My aunt and uncle picked up this traditional embroidered wall hanging while visiting the Emir’s Summer Palace in Bukhara, Uzbekistan. It’s called a suzani.
Below is a map with Bukhara, Uzebkistan marked (I was a little vague on exactly where Uzbekistan is myself). My aunt and uncle told me it was one of their more memorable vacations, and they’ve been on some really memorable vacations. It’s now on my list of places to visit someday.
I found an excellent article by Maria Mallet about suzanis:
“The suzani embroidery threads are silk. Two traditional stitches are used in a majority of the pieces: primarily basma stitch, sometimes called Bukhara couching, and less often, chain stitch … Chain stitch is normally done with a fine tambour hook that’s much like a tiny crochet hook. A suzani may be worked entirely with chain stitch, or the technique may be combined with basma couching. Chain stitch is most often used for outlining couched areas or for producing delicate linear elements and fine details.” (Suzanis from Uzbekistan)

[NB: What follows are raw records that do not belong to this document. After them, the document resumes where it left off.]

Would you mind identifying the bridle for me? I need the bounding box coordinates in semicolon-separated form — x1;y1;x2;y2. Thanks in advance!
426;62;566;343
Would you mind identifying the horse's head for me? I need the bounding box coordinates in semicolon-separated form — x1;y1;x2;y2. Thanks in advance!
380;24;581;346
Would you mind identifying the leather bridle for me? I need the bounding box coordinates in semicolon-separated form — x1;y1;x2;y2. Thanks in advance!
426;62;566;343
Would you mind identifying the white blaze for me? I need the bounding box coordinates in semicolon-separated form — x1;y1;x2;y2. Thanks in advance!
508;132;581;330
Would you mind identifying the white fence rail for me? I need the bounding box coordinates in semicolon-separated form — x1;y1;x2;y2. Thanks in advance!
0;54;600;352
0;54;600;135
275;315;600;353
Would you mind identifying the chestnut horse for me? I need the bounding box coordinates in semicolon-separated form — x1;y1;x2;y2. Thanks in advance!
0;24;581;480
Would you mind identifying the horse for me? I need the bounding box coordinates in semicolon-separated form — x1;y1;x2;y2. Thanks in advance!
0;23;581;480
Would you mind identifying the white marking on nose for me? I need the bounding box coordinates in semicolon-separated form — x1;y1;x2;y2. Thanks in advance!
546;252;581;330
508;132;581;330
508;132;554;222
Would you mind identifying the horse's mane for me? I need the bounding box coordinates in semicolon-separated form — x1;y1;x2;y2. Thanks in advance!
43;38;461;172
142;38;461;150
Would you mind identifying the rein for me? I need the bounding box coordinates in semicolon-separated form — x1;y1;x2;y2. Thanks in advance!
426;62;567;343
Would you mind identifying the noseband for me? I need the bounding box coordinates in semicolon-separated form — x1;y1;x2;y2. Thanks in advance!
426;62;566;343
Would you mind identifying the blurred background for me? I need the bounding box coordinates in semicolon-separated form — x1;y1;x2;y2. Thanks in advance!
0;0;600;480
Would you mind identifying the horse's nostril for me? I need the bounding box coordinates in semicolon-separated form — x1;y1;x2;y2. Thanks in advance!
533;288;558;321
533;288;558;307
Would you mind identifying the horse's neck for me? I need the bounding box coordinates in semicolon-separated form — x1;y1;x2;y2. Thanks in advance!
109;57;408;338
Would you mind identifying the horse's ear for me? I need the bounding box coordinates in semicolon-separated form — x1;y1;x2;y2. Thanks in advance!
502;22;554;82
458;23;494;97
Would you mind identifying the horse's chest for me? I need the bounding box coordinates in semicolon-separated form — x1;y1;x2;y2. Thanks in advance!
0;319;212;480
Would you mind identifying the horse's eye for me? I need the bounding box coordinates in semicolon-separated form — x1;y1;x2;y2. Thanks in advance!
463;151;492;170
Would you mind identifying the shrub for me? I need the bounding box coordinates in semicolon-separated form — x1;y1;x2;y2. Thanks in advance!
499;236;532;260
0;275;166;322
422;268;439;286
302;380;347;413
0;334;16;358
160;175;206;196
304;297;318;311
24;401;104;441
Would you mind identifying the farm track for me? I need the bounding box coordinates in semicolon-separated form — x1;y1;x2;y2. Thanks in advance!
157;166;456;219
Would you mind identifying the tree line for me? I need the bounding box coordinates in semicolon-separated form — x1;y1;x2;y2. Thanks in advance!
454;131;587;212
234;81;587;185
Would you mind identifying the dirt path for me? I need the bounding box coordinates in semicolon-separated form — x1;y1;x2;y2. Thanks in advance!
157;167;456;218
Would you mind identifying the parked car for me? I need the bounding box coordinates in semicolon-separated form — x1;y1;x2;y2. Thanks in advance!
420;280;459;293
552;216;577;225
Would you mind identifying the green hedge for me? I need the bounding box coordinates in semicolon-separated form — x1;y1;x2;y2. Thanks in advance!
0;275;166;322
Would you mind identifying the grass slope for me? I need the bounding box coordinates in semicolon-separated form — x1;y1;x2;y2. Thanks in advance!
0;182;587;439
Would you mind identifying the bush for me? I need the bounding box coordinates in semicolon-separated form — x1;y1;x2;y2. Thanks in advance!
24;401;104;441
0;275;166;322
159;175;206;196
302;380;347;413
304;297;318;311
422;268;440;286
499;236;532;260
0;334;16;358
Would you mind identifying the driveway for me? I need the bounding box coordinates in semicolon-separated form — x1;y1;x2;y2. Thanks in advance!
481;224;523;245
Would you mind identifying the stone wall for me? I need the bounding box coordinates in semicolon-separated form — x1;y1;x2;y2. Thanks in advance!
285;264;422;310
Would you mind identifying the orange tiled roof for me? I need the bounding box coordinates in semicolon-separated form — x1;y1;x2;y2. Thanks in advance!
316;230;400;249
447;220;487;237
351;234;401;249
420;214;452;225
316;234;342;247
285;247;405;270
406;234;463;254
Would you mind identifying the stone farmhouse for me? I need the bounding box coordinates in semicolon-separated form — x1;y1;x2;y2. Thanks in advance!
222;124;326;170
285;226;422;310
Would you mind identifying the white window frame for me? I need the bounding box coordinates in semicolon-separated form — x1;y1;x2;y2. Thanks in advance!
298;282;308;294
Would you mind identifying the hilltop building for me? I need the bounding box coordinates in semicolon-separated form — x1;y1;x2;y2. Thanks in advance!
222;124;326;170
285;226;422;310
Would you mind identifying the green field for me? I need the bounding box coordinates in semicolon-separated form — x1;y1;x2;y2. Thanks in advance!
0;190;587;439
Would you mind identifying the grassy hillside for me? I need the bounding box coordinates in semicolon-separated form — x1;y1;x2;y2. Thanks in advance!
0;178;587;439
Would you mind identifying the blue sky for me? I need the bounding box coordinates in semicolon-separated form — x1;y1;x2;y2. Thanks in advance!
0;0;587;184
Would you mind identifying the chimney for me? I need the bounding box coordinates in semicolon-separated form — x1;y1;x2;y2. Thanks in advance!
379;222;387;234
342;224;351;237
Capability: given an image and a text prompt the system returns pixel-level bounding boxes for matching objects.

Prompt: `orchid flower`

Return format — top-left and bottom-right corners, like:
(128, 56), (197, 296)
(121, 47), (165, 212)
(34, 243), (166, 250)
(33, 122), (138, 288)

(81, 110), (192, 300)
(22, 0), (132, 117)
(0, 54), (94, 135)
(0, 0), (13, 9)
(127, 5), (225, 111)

Here are a few a closeups of the wall hanging, where you can see exactly that (though I don’t know whether this one is silk or not):
Fortunately for us, Mary Corbet has written a whole post about Bukhara couching, plus a video tutorial. Personally, I’m thinking hard about how to incorporate some Bukhara couching into my current embroidery pieces. It’s really lovely.
Something interesting about this particular wall hanging: there are a couple of spots where the embroiderer seems to have run out of thread halfway through a motif and switched colors.
Flowering vine motifs are very common in suzanis. For additional reading on history and common motifs in suzanis, you can check out the article Splendid Suzanis by Caroline Stone.
Now, I took a ton of photos of the suzani. It’s absolutely gorgeous in person. In hopes of conveying at least some of its beauty, I’m going to finish the post with a pile of extra photos.
I’ve seen that random switch of colour, as though the embroiderer ran out of thread, in a few other pieces, mostly what academics refer to as “Folk Embroidery” – in which case they probably did, quite genuinely, run out of thread of the right colour!